Raw File Statistics:

library(stringi)
blogFileWordCount <- stri_count_words(blogFile)
blogWord <- sum(blogFileWordCount)
blogLines <- length(blogFile)
newsFileWordCount <- stri_count_words(newsFile)
newsWord <- sum(newsFileWordCount)
newsLines <- length(newsFile)
twitterFileWordCount <- stri_count_words(twitterFile)
twitterWord <- sum(twitterFileWordCount)
twitterLines <- length(twitterFile)
col1 <- c("blog", "news", "twitter")
col2 <- c(blogWord, newsWord, twitterWord)
col3 <- c(blogLines, newsLines, twitterLines)
summary <- data.frame(fileName = col1, wordCount = col2 , lineCount = col3)
summary
##   fileName wordCount lineCount
## 1     blog  37546246    899288
## 2     news   2674536     77259
## 3  twitter  30093410   2360148

Cleaning and Sampling Data

A file containing an extensive list of profane words was found at this URL https://www.cs.cmu.edu/~biglou/resources/ and added to the worspace, the corpus is cleaned leveraging the tm library, regular expressions, and the profanity file and is applied to 5% of the files for analysis

library(tm)
profanityFile <- file("./final/bad-words.txt")
set.seed(365)
bP <- blogLines*0.01
nP<- newsLines*0.01
tP<- twitterLines*0.01
blogSubset <- sample(blogFile, bP)
newsSubset <- sample(newsFile, nP)
twitterSubset <- sample(twitterFile, tP)
subsetAll <- c(blogSubset, newsSubset, twitterSubset)
subsetAllF <- iconv(subsetAll, 'UTF-8', 'ASCII')
subsetAllT <- subsetAllF[complete.cases(subsetAllF)]
corp <- VCorpus(VectorSource(subsetAllT))
change <- content_transformer(function(x,to) gsub(to," ", x))
corp <- tm_map(corp, change, "(f|ht)tp(s?)://.*\\b")
corp <- tm_map(corp, removePunctuation)
corp <- tm_map(corp, change, "@[^\\s]+")
corp <- tm_map(corp, removeWords, stopwords("english"))
corp <- tm_map(corp, removeNumbers)
corp <- tm_map(corp, content_transformer(tolower))
corp <- tm_map(corp, stripWhitespace)
corp <- tm_map(corp, removeWords, profanityFile)

Analyzing Sample Data

Using n-gram models and tokenizing the corpora the top 1,2,3-Grams are calculated and plotted for the sample dataset.

library(RWeka)
library(ggplot2)
biGram <- function(x) NGramTokenizer(x, Weka_control(min=2, max =2))
triGram <- function(x) NGramTokenizer(x, Weka_control(min=3, max =3))
tdUL <- TermDocumentMatrix(corp)
tdU <- removeSparseTerms(tdUL, 0.999)
controlBi <- list(tokenize = biGram)
tdBiL <- TermDocumentMatrix(corp, control = controlBi)
tdBi <- removeSparseTerms(tdBiL, 0.999)
controlTri <- list(tokenize = triGram)
tdTriL <- TermDocumentMatrix(corp, control = controlTri)
tdTri <- removeSparseTerms(tdTriL, 0.999)
fUni <- sort(rowSums(as.matrix(tdU)), decreasing=TRUE)
fUniF <- data.frame(word=names(fUni), freq=fUni)
fUni10 <- fUniF[1:10,]
fBi <- sort(rowSums(as.matrix(tdBi)), decreasing=TRUE)
fBiF <- data.frame(word=names(fBi), freq=fBi)
fBi10 <- fBiF[1:10,]
fTri <- sort(rowSums(as.matrix(tdTri)), decreasing=TRUE)
fTriF <- data.frame(word=names(fTri), freq=fTri)
fTri10 <- fTriF[1:10,]
ggplot(fUni10, aes(x=reorder(word,freq), y=freq)) +
    geom_bar(stat="identity", fill = "red") +
    coord_flip() +
    labs(y="Frequency", x= "1-Gram" ,title="Most Common 1-Grams in Sample")
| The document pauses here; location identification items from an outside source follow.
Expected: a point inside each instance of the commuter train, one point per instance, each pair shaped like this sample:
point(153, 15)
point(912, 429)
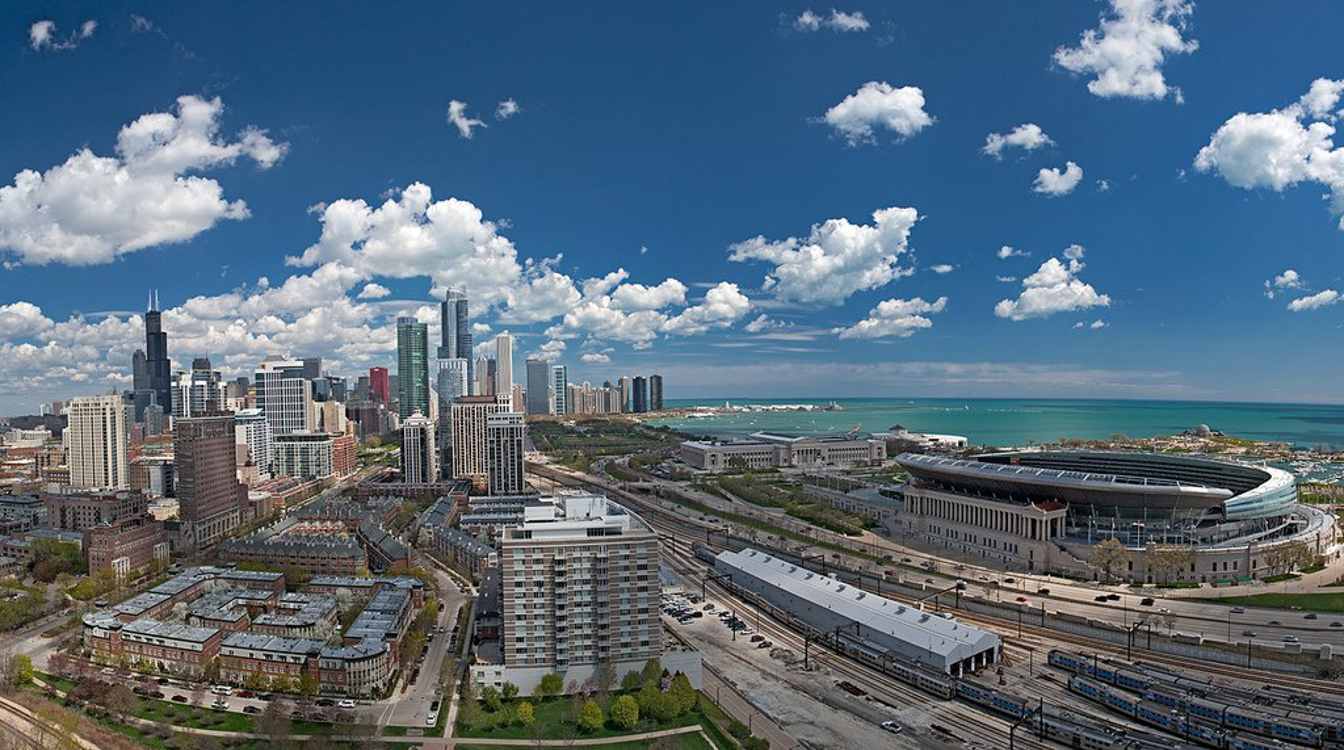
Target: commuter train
point(1156, 700)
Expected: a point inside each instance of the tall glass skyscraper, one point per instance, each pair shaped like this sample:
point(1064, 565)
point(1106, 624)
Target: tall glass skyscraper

ggplot(fBi10, aes(x=reorder(word,freq), y=freq)) +
    geom_bar(stat="identity", fill = "red") +
    coord_flip() +
    labs(y="Frequency", x= "2-Gram" ,title="Most Common 2-Grams in Sample")

ggplot(fTri10, aes(x=reorder(word,freq), y=freq)) +
    geom_bar(stat="identity", fill = "red") +
    coord_flip() +
    labs(y="Frequency", x= "3-Gram" ,title="Most Common 3-Grams in sample")
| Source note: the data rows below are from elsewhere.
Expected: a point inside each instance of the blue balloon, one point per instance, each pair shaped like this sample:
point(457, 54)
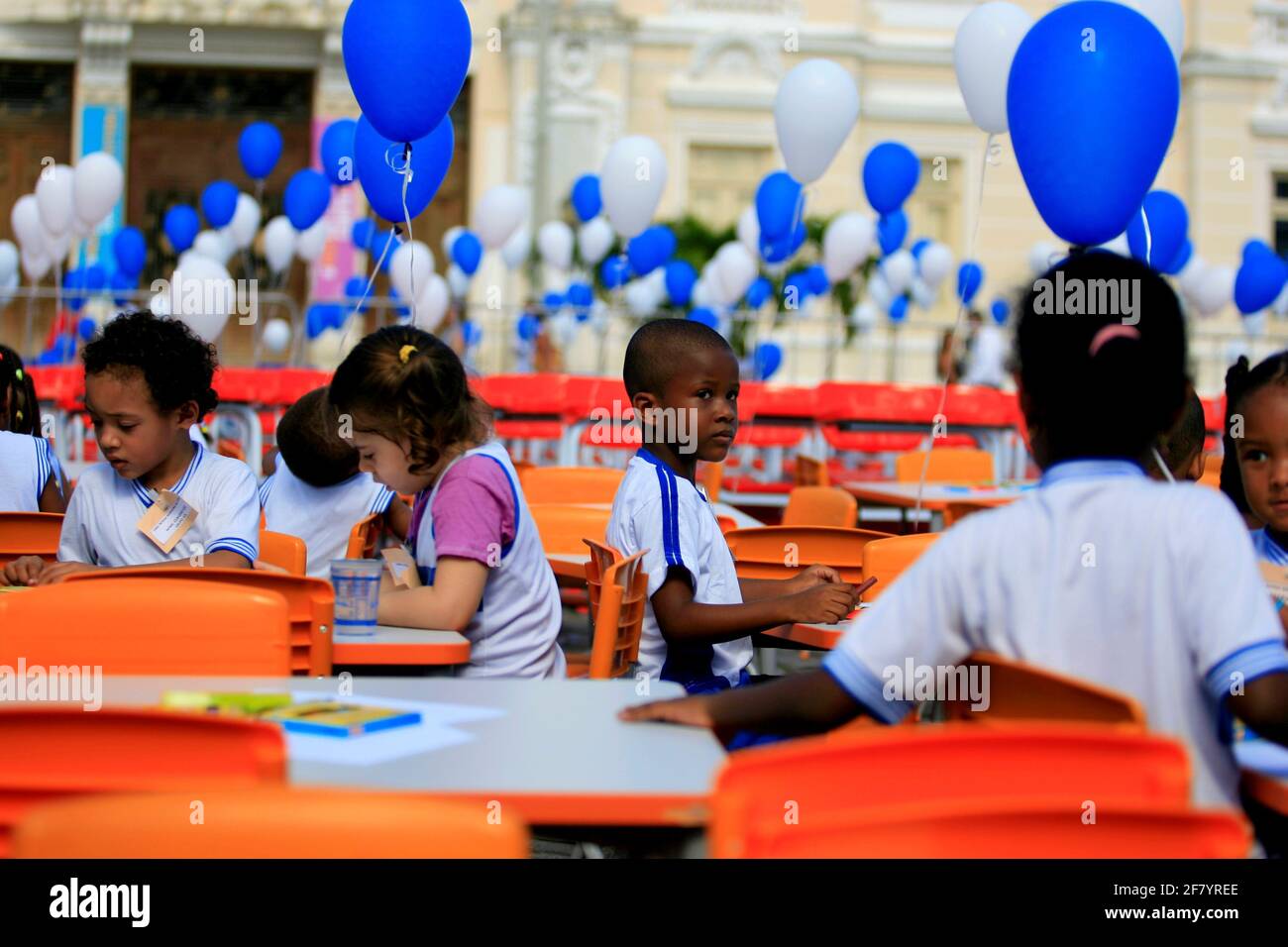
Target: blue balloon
point(892, 231)
point(585, 197)
point(180, 226)
point(307, 197)
point(784, 248)
point(219, 202)
point(382, 185)
point(970, 277)
point(130, 250)
point(335, 150)
point(706, 317)
point(681, 277)
point(1167, 219)
point(259, 147)
point(778, 205)
point(406, 62)
point(1091, 127)
point(890, 174)
point(614, 270)
point(759, 291)
point(651, 249)
point(467, 252)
Plans for Application Development

Leveraging a store of common N-grams can be leveraged to drive the text predition algoritihm within the shiny app to accurately predict the next word a user is going to type based upon their locale. Based upon how long a given input is this model can be scaled out (hence the n) to allow prediciton of common sentences but also increase accuracy by lookingat simply the next word (referencing a 2-gram based prediction) to drive up the accuracy of the predictions.